Our generation's Susan Boyle is an avatar named Wolfgang Champagne
And other notes from watching 'Alter Ego'
When a piece of pop culture gets described as "dystopian," it's because it feels so futuristically deranged that it could only possibly be a harbinger of the end times, something that would happen in a novel about teenagers fighting to save earth. At first glance, singing competition show Alter Ego is dystopian, but at second glance, it makes total sense. It was inevitable that we would end up at a point in the culture where Nick Lachey is clapping at a motion capture avatar named Wolfgang Champagne voiced by a 60 year old truck driver singing an Italian opera rendition of "My Heart Will Go On." This is who we are now, and I'm at peace with it.

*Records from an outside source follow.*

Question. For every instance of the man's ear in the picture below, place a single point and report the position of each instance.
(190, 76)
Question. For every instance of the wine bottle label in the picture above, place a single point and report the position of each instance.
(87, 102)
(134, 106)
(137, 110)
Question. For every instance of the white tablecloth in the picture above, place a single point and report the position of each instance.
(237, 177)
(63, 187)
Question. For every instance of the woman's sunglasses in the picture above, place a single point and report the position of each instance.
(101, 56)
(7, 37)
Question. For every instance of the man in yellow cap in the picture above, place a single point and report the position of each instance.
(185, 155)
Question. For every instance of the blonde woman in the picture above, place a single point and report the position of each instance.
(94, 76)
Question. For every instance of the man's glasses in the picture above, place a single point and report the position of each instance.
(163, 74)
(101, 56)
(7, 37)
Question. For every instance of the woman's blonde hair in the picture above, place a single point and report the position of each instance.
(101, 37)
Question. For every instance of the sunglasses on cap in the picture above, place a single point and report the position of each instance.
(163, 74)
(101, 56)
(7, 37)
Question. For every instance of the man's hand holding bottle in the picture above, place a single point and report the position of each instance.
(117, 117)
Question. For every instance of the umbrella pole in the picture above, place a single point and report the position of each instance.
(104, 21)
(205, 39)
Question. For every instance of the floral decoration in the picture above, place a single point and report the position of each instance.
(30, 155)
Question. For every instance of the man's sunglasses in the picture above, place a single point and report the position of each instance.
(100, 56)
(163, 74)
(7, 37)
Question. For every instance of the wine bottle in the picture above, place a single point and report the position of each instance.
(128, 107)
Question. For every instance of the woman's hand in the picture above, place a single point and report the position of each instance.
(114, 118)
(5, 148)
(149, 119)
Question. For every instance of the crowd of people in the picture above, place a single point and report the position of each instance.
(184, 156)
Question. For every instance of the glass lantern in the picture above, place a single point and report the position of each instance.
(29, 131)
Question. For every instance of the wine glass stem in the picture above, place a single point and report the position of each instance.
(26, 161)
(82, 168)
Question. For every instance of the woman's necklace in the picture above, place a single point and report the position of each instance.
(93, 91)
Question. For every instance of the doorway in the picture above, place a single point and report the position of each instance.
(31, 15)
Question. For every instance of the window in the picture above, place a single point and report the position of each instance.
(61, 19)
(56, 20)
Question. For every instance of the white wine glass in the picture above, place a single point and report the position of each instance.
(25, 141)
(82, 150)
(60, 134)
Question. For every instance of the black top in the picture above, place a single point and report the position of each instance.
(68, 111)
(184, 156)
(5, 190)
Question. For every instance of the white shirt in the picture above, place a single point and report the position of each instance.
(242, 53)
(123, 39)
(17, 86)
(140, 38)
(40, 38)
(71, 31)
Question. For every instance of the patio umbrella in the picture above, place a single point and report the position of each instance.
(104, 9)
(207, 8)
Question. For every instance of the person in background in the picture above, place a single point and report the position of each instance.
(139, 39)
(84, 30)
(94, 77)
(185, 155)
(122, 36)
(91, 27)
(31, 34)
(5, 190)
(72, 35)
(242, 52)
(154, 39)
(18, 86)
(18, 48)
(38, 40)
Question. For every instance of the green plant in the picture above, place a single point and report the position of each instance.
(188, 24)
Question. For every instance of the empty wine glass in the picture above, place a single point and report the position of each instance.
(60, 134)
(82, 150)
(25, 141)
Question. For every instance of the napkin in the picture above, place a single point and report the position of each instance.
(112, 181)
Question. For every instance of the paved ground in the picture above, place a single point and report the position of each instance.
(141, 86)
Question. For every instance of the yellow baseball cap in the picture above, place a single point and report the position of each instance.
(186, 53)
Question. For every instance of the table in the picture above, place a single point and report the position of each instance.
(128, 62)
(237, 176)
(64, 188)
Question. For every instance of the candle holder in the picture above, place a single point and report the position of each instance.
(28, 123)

The concept of Alter Ego is not unlike that of The Masked Singer or The Voice, in that it gives contestants a chance to show off their singing skills without being judged for who they really are. In this version, the singers are backstage wearing one of those unitards with motion capture dots all over it, like Tracy Jordan trying to be Garfield. The singers, in their little suits, are backstage performing for a bunch of tech crew members while the audience and judges watch their avatar, a cartoon thing that looks like an alien from The Sims, perform for them. And the judges don’t get to know their real identity until they’re eliminated, or they win. The avatars have green skin and blue hair and shoot flames. They have names like Wolfgang Champagne and Loverboy and Queen Dynamite. The quality of the AR technology is objectively terrible and looks like that feature Google has where you can search “lion” and then take a photo with an AR lion in your living room.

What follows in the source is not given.